Reapply "Track shardStarted events for simulation in DesiredBalanceComputer"#135597
Conversation
| return new ClusterInfo( | ||
| leastAvailableSpaceUsage, | ||
| mostAvailableSpaceUsage, | ||
| shardSizes.toImmutableMap(), | ||
| shardDataSetSizes, | ||
| dataPath, | ||
| Map.of(), | ||
| estimatedHeapUsages, | ||
| shardMovementWriteLoadSimulator.simulatedNodeUsageStatsForThreadPools(), | ||
| allocation.clusterInfo().getShardWriteLoads(), | ||
| maxHeapSizePerNode | ||
| ); | ||
| return allocation.clusterInfo() | ||
| .updateWith( | ||
| leastAvailableSpaceUsage, | ||
| mostAvailableSpaceUsage, | ||
| shardSizes.toImmutableMap(), | ||
| Map.of(), | ||
| estimatedHeapUsages, | ||
| shardMovementWriteLoadSimulator.simulatedNodeUsageStatsForThreadPools() | ||
| ); |
There was a problem hiding this comment.
This is the centre piece of the performance fix. See also commit b78f608 for full details.

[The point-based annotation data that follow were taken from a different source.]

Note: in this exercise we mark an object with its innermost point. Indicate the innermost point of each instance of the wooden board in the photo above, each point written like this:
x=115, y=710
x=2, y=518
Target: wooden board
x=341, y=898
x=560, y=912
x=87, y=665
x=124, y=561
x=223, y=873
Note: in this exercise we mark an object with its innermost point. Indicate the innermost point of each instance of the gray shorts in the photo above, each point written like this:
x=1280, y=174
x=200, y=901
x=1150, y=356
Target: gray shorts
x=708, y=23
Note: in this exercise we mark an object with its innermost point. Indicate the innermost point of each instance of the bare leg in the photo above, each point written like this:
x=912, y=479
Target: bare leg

Note that I will not merge this PR until I get proof from benchmarks.
|
Buildkite benchmark this with many-shards-quantitative please |
|
The last results show that the performance is better than the original PR but still worse than the baseline.

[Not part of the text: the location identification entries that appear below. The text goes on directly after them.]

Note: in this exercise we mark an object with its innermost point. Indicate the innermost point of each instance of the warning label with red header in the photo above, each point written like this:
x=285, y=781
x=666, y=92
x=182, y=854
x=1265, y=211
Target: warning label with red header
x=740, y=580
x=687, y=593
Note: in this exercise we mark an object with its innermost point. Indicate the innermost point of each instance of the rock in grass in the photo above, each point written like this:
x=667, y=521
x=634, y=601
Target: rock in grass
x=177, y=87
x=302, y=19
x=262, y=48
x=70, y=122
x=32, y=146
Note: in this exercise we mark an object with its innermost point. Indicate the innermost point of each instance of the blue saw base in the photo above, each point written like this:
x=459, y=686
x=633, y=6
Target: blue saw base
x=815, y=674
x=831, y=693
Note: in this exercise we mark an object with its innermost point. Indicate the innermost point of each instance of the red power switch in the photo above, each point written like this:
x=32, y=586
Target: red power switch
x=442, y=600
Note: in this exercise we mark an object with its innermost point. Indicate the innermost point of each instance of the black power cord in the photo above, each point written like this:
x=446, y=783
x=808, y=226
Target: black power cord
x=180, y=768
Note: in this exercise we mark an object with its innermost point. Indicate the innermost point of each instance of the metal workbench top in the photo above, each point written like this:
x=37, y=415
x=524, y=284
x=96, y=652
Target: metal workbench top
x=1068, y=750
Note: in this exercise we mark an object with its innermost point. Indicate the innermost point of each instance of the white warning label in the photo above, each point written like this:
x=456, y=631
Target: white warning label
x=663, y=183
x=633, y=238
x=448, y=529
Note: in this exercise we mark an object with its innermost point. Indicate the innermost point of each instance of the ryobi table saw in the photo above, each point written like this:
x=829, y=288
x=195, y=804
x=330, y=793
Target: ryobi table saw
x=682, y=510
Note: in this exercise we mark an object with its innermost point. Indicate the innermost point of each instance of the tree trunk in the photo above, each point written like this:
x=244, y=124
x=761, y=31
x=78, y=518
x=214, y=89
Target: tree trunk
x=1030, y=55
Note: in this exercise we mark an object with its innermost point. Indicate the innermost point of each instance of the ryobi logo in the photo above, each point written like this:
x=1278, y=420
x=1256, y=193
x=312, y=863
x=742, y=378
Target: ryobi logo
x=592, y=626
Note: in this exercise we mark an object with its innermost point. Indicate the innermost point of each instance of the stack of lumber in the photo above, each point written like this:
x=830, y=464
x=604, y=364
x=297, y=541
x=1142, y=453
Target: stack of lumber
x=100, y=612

Based on the flamegraphs, I think we may still be able to improve it and I pushed 0b6cde1. Will run a new benchmark for this change. |
|
Buildkite benchmark this with many-shards-quantitative please |
| return Map.copyOf(getForRead()); | ||
| return wasCopied ? Collections.unmodifiableMap(getForRead()) : getForRead(); |
There was a problem hiding this comment.
This and a similar change in ClusterInfo's constructor is the new fix after reviewing the results of last benchmark.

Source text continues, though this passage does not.